Byju’s claims to have enrolled 115 million students but its revenue in India, where most students come from is only $290 million after being in business for over 12 years. This comes to a revenue of $2.5 per student, an extremely low figure. This mismatch between revenue and its massive enrolment numbers could be explained by showing those who enrolled for free classes too, a majority of these did not convert to the paid classes. High cost of acquiring a customer pushes the tuition fees to an unaffordable level for most middle-class families.
In a VUCA world, we are witnessing more and more black swan events and future cannot be taken for granted. We take temporary unvalidated trends to be the firm and future stable trends. This what happened during Covid. As people were totally dependent on online resources , their usage rose astronomically. All tech companies including edtech companies expanded indiscriminately. Higher enrolment alone became a benchmark for a successful company. Covid business environment was considered the new normal.
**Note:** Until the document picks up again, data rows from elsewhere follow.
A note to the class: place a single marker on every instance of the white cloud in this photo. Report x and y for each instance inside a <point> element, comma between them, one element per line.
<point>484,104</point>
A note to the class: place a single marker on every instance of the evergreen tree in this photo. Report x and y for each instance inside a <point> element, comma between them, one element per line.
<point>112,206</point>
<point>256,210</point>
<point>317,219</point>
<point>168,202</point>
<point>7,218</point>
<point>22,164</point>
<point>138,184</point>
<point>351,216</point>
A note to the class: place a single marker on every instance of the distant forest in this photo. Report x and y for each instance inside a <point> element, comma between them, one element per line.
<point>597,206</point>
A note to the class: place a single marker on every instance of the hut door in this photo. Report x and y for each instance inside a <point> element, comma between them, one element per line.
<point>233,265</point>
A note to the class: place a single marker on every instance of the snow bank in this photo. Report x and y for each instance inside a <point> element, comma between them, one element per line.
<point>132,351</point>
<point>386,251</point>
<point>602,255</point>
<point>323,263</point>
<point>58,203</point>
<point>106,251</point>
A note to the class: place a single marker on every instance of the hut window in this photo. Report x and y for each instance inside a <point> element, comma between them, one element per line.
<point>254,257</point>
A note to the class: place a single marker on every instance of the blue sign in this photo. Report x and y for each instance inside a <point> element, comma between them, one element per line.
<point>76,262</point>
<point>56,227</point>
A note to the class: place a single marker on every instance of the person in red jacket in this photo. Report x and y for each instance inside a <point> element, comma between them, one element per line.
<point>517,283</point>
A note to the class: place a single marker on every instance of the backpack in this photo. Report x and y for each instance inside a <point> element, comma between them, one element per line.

Professor Daniel Buurus in his book The Anticipatory Organization identified hard and soft trends which should influence business strategy. A hard trend refers to future facts that will happen based on measurable, tangible evidence. Declining population, rising increasing bandwidth and processing power — these are examples of Hard Trends. They are future facts. A Soft Trend, by contrast, is something that might happen: a future maybe or as a fad it can shine and fade away. Business strategies based on hard trends are grounded in solid fact while those based on soft trends like covid & post-covid behaviour should be willing to re-calibrate strategy or even change course as more data & insights are received. Covid was a soft trend and there was no evidence that behavioural changes would be permanent, though some sort of hybrid trends such as in the case of Work From Home are emerging.
To operate in a VUCA environment, there has been little learning from the past. Retail startup Subhiksha went down after it commenced a massive retail store expansion to get a bigger IPO valuation as discussed in our book The VUCA Company. Rapid expansion has been the main cause of downfall of startups, as experienced by another successful startup Stayzilla. For edtech, online enrolment frenzy may not continue after Covid. Since these new startups are funded by VC and PE, there is a sustained pressure to reach a higher valuation as fast as possible.
India’s edtech sector, which was valued at $750 million in 2020 is poised to grow at 15% per annum. Edtech is a reality and not a fad. It has a great future, but promoters must be ready to put sustainability of the business as the first priority. Profits will come only if edtech is able to show tangible measurable outcomes.